In the original paper of HCC2 only 104 differentially expressed genes were identified when dysplasia samples (n = 17) were compared to early HCCs (n = 18) . The authors interpreted the biological function of early HCC based on gene functional classification. As a result, only a few gene sets were analyzed and their statistical significance had not been estimated yet. To provide a more comprehensive view on the initial processes of hepatocarcinogenesis, we applied eGSA on the earliest stage of HCCs (very early HCC in Figure 2A, n = 6). Owing to the insensitivity of eGSA to transcriptomic heterogeneity, we can now identify more altered biological functions with statistical significance in very early HCC. To avoid potential errors from name-space issues , we carefully removed the gene sets containing high percentage of duplicative genes (>10%). The filtered gene sets were functionally clustered into branches of an acyclic network according to their GO term relationships (Figure 6). The GS ranking orders are presented in a color scale (red: up-regulated; green: down-regulated). The top 100 up- or down-regulated gene sets are listed in Additional file 2.
In the eGSA results, the major functional changes are basically consistent with the original observations and previous descriptions on HCC [11, 15–17]. Moreover, eGSA provides new insights into the initial processes of HCC. Gene sets related to major hepatic metabolisms, including cholesterol, steroid, hormone and amino acid metabolisms, are significantly down-regulated (see section B of Additional file 2). The down-regulation of these biological functions may be due to the failure of normal hepatic functions. On the contrary, nucleoside and protein metabolisms required for rapid cell growth are significantly up-regulated. These include pyrimidine nucleoside metabolism (p value is 2.3E-5, ranking order is 89th), ubiquitin-mediated protein degradation (4.76E-5, 37th), tRNA aminoacrylation (3E-3, 98th) and ribosome biogenesis and assembly (9.52E-4, 76th) (see section A of Additional file 2).
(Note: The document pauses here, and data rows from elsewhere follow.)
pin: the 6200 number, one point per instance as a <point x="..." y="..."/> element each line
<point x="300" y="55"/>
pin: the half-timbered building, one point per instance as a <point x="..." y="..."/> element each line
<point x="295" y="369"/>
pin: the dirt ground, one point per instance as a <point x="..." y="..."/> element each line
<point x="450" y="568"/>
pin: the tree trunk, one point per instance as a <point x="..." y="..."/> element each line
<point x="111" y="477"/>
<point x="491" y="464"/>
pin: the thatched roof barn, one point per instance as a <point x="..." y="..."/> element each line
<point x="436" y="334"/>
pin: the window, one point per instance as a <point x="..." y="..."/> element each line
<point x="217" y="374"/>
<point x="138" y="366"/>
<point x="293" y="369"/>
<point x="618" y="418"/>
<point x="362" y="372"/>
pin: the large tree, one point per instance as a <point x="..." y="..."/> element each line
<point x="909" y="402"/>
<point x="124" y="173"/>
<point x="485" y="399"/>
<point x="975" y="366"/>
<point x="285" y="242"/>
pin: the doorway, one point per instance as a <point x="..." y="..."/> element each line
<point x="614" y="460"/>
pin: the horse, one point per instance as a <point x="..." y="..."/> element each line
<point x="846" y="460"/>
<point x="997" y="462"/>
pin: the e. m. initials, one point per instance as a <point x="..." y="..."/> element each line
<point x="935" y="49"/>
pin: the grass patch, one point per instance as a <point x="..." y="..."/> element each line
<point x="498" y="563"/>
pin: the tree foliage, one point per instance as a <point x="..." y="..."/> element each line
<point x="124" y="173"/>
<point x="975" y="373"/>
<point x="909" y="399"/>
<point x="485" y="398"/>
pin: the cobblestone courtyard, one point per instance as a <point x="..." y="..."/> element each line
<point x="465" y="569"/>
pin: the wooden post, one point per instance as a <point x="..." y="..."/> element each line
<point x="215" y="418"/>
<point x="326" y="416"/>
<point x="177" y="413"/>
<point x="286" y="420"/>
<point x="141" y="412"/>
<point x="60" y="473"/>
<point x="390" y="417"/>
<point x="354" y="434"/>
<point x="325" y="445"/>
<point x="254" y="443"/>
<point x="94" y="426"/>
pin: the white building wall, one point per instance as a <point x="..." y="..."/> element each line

The down-regulation of lipid metabolisms has been frequently reported in liver diseases [11, 12]. In the initial stage, fatty acid metabolism (2.6E-5, 22th), steroid biosynthesis (6.5E-3,77th) and sterol related metabolisms, e.g. hormone metabolism (6.4E-3,76th), are all down regulated since several common enzymes are shared within these metabolic processes (see B section in Additional file 2). Although lacking a consistent conclusion, several studies did report that a sterol hormone, androgen, was associated with HCC development: high level serum androgen was found as risk factor for HCC , and androgen receptor has also been reported to promote cell growth and anti-apoptosis in hepatic cell line model . Hence, the linkages between the down-regulations of sterol metabolisms and the abnormal hormone metabolisms, and their effects on HCC initiation could be interesting and worthy of further study.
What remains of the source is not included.